Once the LoRaWAN gateway is publishing, you need to display it. In a platform like Inductive Automation's Ignition:

  1. Install the "MQTT Distributor" or "Engine" module.
  2. Point it to the same Broker.
  3. Ignition will automatically discover the tags. You will see a folder structure appear: factory > pump-1 > pressure.
  4. Drag and drop that tag onto your screen.

You now have a live wireless sensor reading on your HMI, powered by the LoRaWAN gateway.

Why Not Modbus TCP?

You can use Modbus TCP (as discussed in previous articles), but MQTT offers richer data.

  • Modbus: Only sends a number (420). You lose context.
  • MQTT (JSON): The LoRaWAN gateway can send the number (420) plus the battery level, signal strength (RSSI), and timestamp in a single packet. For complex IoT deployments, this metadata is crucial for maintenance, and only MQTT carries it efficiently.

A graphic comparing the limited data of a Modbus register versus the rich metadata JSON payload provided by a LoRaWAN gateway via MQTT.


Conclusion: The Modern Standard

The days of hard-wiring every sensor to a PLC are ending. The LoRaWAN gateway combined with MQTT allows you to deploy a flexible, scalable sensor network overlay on top of your existing plant infrastructure.

By bridging RF data directly to your SCADA system, you give your operators the visibility they need without the cost of conduit and copper. It is the efficient, secure path to Industry 4.0.

Frequently Asked Questions (FAQ)

Q1: What happens if the MQTT Broker goes offline?

A1: A robust industrial LoRaWAN gateway has a data buffer. If the connection to the MQTT Broker is lost, the gateway will store the incoming sensor data in its internal memory. Once the connection is restored, it will "flush" the stored messages to the broker, ensuring no data is lost during the outage.
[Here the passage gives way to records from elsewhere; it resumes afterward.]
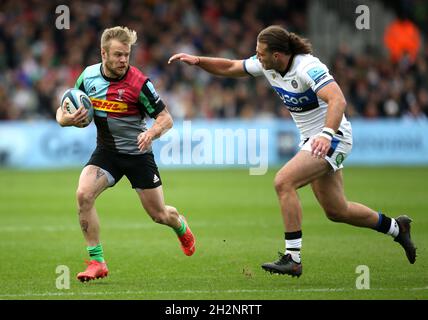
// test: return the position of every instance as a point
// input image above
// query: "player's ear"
(103, 53)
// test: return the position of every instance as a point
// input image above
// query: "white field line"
(130, 292)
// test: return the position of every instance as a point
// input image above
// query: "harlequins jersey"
(120, 106)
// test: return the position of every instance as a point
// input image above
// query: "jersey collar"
(290, 62)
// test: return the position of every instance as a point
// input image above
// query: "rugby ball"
(72, 99)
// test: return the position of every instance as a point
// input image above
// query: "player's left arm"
(336, 103)
(161, 125)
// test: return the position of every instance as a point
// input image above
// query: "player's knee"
(84, 199)
(282, 184)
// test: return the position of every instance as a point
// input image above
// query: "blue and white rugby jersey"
(297, 89)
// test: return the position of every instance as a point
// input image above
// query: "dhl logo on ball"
(109, 106)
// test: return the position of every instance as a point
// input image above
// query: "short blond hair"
(122, 34)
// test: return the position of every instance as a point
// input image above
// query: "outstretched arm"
(217, 66)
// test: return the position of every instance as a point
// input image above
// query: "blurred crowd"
(38, 61)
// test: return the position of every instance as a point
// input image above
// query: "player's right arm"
(76, 119)
(64, 118)
(217, 66)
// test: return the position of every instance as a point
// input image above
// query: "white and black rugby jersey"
(306, 75)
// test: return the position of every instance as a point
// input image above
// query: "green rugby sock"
(182, 229)
(96, 253)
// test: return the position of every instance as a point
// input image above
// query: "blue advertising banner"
(254, 144)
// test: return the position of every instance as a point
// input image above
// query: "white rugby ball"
(72, 99)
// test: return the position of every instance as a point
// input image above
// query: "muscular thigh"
(302, 169)
(328, 190)
(92, 181)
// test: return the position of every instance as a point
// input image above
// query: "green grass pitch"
(235, 218)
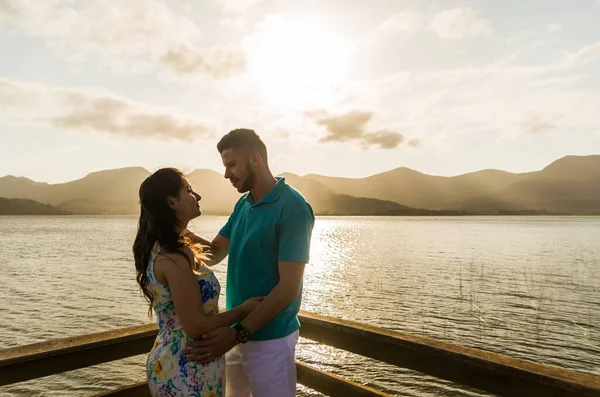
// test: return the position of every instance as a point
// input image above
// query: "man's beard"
(249, 181)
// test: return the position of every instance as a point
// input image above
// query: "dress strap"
(155, 255)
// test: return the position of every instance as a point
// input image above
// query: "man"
(267, 238)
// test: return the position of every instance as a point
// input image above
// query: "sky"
(342, 88)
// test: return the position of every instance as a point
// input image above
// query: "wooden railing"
(490, 372)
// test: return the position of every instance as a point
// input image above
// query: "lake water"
(528, 287)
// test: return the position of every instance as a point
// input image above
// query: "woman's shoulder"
(182, 259)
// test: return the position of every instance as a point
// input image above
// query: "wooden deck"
(491, 372)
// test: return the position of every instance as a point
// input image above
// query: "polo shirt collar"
(273, 194)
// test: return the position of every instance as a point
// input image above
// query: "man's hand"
(214, 344)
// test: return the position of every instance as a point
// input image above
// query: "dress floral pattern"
(168, 372)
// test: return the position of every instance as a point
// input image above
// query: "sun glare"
(298, 63)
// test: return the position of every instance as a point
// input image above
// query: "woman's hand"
(250, 304)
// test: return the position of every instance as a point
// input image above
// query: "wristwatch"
(243, 334)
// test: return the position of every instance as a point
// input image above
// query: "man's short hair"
(243, 138)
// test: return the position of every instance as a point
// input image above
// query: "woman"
(181, 290)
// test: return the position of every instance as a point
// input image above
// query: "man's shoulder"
(294, 201)
(292, 196)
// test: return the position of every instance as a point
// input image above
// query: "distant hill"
(27, 207)
(115, 192)
(570, 185)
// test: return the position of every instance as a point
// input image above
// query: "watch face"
(243, 335)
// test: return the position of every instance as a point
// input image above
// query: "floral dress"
(167, 369)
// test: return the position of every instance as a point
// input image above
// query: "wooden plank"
(48, 358)
(332, 385)
(492, 372)
(488, 371)
(323, 382)
(137, 390)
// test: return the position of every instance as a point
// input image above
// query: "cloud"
(236, 6)
(217, 62)
(554, 27)
(129, 36)
(235, 23)
(584, 56)
(533, 123)
(454, 23)
(351, 126)
(449, 107)
(460, 23)
(409, 22)
(70, 109)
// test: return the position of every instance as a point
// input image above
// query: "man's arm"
(284, 293)
(221, 340)
(294, 247)
(218, 249)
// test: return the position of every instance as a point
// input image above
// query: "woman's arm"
(187, 298)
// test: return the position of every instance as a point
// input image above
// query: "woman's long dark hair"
(157, 223)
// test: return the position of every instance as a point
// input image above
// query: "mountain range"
(570, 185)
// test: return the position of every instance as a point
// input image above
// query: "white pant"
(262, 368)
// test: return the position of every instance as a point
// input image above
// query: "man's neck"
(262, 186)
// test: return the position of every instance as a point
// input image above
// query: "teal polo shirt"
(276, 228)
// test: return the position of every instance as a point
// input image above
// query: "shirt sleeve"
(295, 232)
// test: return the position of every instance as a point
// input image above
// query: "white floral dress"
(167, 369)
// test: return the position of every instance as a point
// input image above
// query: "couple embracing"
(249, 349)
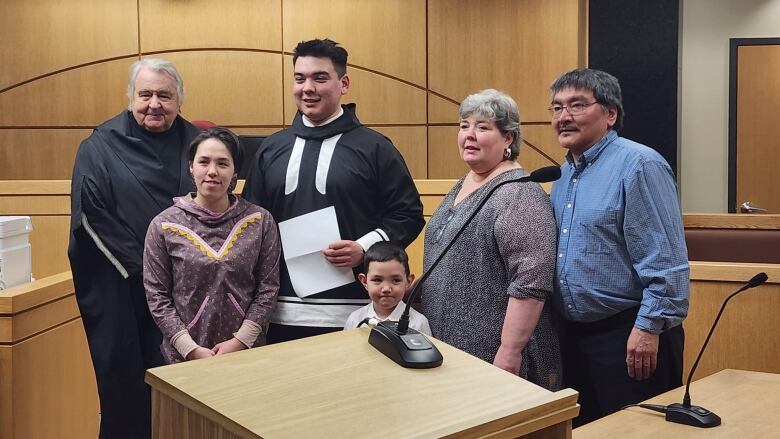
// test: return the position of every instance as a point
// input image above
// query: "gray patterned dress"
(507, 250)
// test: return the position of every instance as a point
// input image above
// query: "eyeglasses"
(573, 109)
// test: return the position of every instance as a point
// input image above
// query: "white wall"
(707, 26)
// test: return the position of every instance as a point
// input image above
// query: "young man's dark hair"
(386, 251)
(326, 48)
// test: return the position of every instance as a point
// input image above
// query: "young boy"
(386, 280)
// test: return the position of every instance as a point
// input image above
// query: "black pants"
(123, 340)
(594, 364)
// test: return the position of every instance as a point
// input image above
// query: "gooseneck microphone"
(694, 415)
(408, 347)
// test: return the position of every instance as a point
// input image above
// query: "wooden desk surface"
(748, 404)
(337, 385)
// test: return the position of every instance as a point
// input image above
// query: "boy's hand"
(344, 253)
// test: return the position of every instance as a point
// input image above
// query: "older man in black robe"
(126, 172)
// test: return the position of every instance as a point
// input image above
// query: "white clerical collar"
(310, 124)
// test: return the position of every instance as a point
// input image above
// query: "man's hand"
(228, 346)
(641, 354)
(344, 254)
(200, 352)
(509, 359)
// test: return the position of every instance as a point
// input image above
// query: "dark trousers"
(281, 333)
(123, 340)
(594, 364)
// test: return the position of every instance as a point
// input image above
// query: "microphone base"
(693, 415)
(412, 349)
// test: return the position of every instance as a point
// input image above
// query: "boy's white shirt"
(417, 321)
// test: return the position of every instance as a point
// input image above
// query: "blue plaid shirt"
(620, 237)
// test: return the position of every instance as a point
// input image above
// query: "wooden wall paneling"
(86, 96)
(49, 244)
(6, 392)
(747, 335)
(443, 156)
(255, 131)
(46, 375)
(63, 392)
(384, 36)
(48, 205)
(167, 25)
(412, 143)
(48, 35)
(545, 147)
(516, 47)
(443, 111)
(231, 88)
(379, 99)
(39, 154)
(35, 205)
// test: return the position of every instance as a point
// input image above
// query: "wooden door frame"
(734, 45)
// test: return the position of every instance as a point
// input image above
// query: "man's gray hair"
(156, 65)
(605, 88)
(498, 107)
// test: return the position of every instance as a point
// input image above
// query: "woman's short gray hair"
(156, 65)
(501, 109)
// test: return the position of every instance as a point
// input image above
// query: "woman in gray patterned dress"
(488, 296)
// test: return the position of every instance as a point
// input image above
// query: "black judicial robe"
(123, 177)
(369, 186)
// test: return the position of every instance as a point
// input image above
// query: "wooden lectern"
(337, 386)
(747, 402)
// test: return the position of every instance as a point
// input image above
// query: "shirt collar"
(591, 154)
(310, 124)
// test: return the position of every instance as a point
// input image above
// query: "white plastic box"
(15, 255)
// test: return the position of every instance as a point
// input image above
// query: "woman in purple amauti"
(211, 261)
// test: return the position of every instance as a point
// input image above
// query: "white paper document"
(303, 239)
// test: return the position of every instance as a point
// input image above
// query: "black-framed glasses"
(574, 108)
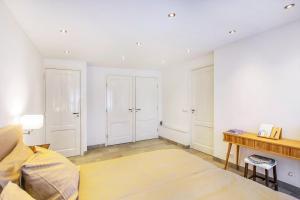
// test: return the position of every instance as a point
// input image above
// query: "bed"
(166, 174)
(158, 175)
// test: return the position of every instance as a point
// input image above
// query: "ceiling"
(104, 32)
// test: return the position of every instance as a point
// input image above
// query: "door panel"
(63, 111)
(119, 115)
(202, 105)
(146, 108)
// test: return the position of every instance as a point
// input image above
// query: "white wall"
(21, 75)
(82, 67)
(257, 81)
(96, 95)
(176, 99)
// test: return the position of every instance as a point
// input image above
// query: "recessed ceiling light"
(232, 32)
(139, 44)
(63, 31)
(171, 15)
(289, 6)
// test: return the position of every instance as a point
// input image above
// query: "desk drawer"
(262, 146)
(239, 140)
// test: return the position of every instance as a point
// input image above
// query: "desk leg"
(228, 154)
(237, 156)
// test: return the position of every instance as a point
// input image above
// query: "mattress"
(166, 175)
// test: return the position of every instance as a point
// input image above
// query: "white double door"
(202, 109)
(63, 111)
(132, 109)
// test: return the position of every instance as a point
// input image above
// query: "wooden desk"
(282, 147)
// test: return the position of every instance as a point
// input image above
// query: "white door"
(146, 108)
(63, 111)
(202, 109)
(119, 109)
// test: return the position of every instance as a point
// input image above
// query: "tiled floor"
(116, 151)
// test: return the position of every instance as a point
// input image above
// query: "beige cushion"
(10, 166)
(49, 175)
(13, 192)
(9, 137)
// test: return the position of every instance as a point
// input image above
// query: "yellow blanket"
(166, 175)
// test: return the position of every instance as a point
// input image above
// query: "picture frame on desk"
(276, 134)
(269, 131)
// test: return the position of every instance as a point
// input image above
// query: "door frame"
(133, 76)
(191, 103)
(106, 109)
(74, 66)
(158, 102)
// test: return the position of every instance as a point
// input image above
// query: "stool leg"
(267, 177)
(275, 178)
(254, 172)
(246, 170)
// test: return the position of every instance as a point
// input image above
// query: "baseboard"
(95, 146)
(174, 135)
(173, 142)
(281, 184)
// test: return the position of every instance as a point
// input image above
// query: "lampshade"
(32, 122)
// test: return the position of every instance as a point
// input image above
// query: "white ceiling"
(101, 32)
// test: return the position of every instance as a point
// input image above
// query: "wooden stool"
(266, 166)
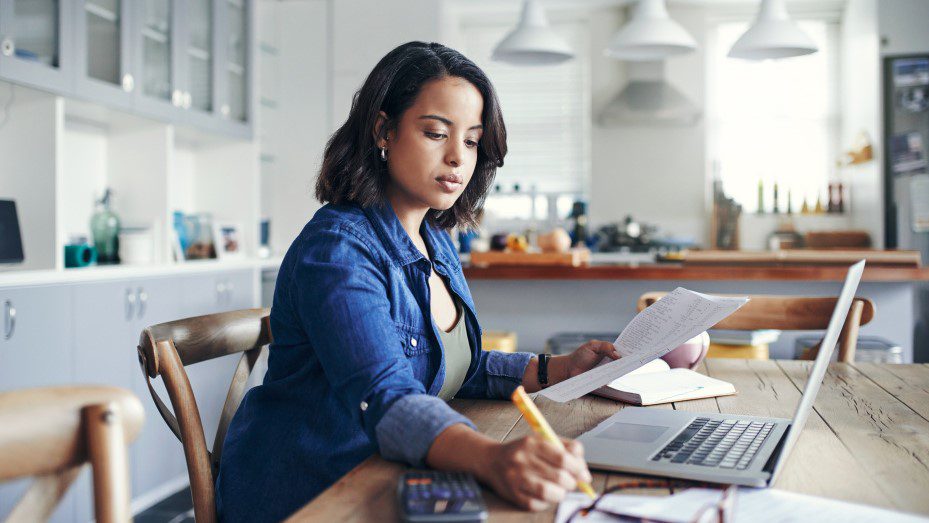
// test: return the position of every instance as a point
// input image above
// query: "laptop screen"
(822, 360)
(11, 243)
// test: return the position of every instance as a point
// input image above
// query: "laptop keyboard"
(727, 444)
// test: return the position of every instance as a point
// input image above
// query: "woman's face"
(432, 152)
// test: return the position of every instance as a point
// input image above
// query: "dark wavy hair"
(352, 171)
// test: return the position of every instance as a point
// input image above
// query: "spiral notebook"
(655, 383)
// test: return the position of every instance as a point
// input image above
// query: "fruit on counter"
(517, 243)
(498, 242)
(557, 240)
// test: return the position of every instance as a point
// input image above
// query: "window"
(775, 121)
(547, 115)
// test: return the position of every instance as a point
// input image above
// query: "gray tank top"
(457, 354)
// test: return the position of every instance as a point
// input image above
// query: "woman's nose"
(453, 154)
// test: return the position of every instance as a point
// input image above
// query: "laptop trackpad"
(633, 432)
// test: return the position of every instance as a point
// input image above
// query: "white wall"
(860, 86)
(364, 31)
(904, 26)
(298, 130)
(657, 174)
(28, 141)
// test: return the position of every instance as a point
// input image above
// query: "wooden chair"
(792, 313)
(49, 433)
(165, 349)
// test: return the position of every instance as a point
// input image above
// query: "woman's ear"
(380, 131)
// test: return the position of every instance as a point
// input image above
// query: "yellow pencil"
(541, 427)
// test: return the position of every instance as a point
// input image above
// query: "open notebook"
(656, 382)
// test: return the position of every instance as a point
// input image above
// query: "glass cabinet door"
(200, 56)
(103, 28)
(236, 66)
(155, 41)
(32, 33)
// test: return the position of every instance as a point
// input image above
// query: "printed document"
(677, 317)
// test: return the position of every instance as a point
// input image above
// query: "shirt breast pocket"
(415, 342)
(420, 351)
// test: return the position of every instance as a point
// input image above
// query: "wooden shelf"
(680, 272)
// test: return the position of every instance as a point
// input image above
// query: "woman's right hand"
(534, 473)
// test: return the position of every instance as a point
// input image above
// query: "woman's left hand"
(587, 356)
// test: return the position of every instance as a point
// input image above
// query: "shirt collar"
(398, 242)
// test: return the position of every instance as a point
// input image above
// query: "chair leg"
(106, 450)
(39, 502)
(848, 340)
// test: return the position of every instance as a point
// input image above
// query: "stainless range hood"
(648, 99)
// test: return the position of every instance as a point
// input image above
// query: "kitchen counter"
(539, 302)
(677, 271)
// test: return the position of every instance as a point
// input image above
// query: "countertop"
(677, 271)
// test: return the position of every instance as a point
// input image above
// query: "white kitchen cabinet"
(35, 332)
(109, 318)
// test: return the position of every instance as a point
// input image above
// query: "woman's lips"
(449, 184)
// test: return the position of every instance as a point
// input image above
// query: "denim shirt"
(355, 366)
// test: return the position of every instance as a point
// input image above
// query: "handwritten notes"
(654, 332)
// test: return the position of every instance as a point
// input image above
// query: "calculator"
(427, 496)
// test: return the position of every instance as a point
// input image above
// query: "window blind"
(546, 110)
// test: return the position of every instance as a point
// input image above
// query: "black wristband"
(543, 370)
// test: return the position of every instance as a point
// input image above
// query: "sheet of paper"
(654, 332)
(777, 507)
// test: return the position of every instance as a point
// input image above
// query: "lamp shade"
(650, 35)
(532, 42)
(773, 35)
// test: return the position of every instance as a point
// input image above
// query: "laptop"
(713, 447)
(11, 243)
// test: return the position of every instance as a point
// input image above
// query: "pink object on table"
(689, 354)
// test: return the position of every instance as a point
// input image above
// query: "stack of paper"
(654, 332)
(769, 505)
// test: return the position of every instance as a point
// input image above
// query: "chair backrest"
(792, 313)
(49, 433)
(165, 349)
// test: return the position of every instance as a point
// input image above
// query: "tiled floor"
(176, 508)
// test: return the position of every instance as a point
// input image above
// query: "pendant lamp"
(533, 42)
(773, 35)
(650, 35)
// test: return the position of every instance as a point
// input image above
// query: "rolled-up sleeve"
(496, 376)
(343, 305)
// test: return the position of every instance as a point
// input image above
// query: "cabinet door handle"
(9, 320)
(143, 300)
(128, 83)
(130, 304)
(7, 47)
(220, 292)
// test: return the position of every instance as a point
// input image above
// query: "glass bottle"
(760, 196)
(104, 226)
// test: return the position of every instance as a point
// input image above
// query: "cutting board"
(571, 258)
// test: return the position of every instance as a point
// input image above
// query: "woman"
(373, 323)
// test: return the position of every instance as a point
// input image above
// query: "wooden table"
(867, 442)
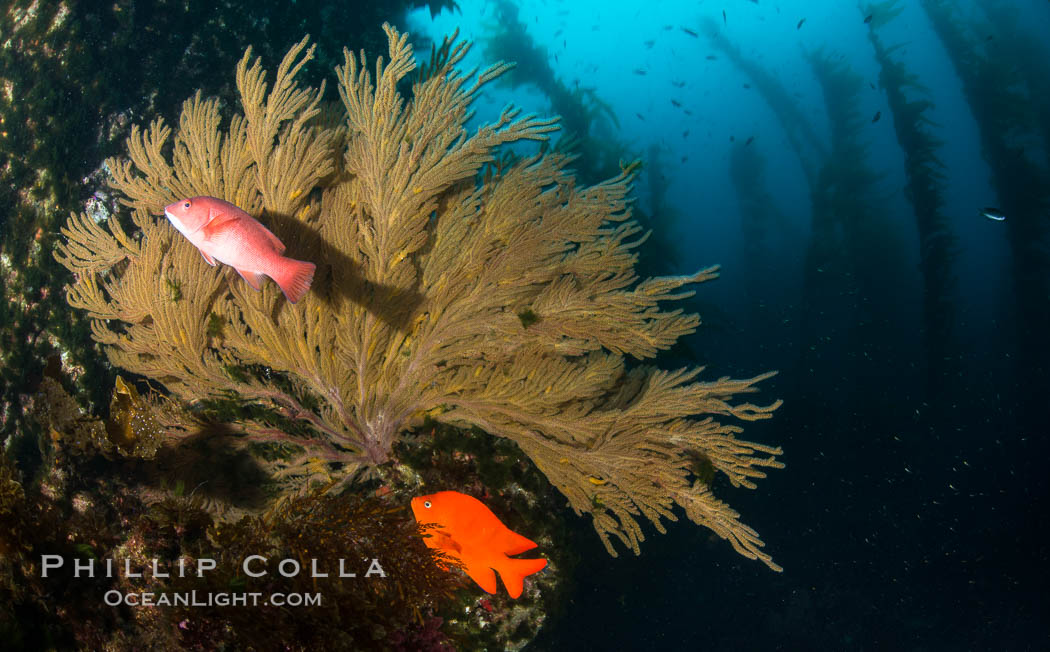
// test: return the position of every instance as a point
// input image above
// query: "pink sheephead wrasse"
(224, 232)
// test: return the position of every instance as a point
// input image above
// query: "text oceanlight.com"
(205, 598)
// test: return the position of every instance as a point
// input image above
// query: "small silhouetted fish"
(992, 213)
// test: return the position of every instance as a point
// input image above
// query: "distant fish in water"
(225, 233)
(468, 532)
(992, 213)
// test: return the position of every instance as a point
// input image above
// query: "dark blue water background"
(900, 525)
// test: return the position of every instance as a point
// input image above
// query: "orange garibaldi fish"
(224, 232)
(467, 531)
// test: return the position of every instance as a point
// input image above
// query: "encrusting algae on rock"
(502, 297)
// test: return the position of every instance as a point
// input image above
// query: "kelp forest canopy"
(494, 296)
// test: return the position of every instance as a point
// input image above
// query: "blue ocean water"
(910, 511)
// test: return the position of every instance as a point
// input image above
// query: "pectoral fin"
(254, 278)
(481, 573)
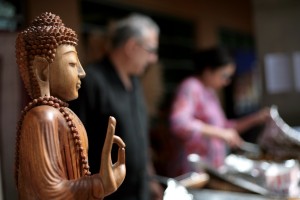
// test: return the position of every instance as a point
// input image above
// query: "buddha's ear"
(41, 70)
(41, 67)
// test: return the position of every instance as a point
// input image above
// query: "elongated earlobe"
(41, 70)
(41, 67)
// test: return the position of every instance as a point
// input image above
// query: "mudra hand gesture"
(112, 174)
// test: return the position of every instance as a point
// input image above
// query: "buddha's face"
(65, 73)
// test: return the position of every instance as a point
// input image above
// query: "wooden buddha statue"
(51, 147)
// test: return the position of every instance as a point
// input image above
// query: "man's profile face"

Q2: Can I send commands back to the sensor via MQTT?

A2: Yes. This is called "Downlink." Your SCADA system can "Publish" a command (e.g., {"valve": "close"}) to a specific topic like lora/{{DevEUI}}/down. The LoRaWAN gateway subscribes to this topic. When it receives the message, it converts it into a LoRaWAN radio packet and transmits it to the sensor.

Q3: Is Sparkplug B supported?

A3: Sparkplug B is a standardized version of MQTT for industrial use that defines a strict data structure. Many high-end LoRaWAN gateway models and Edge applications now support Sparkplug B payloads. This makes the "Auto-Discovery" of tags in SCADA even faster and ensures better state management (knowing if a device is online or offline).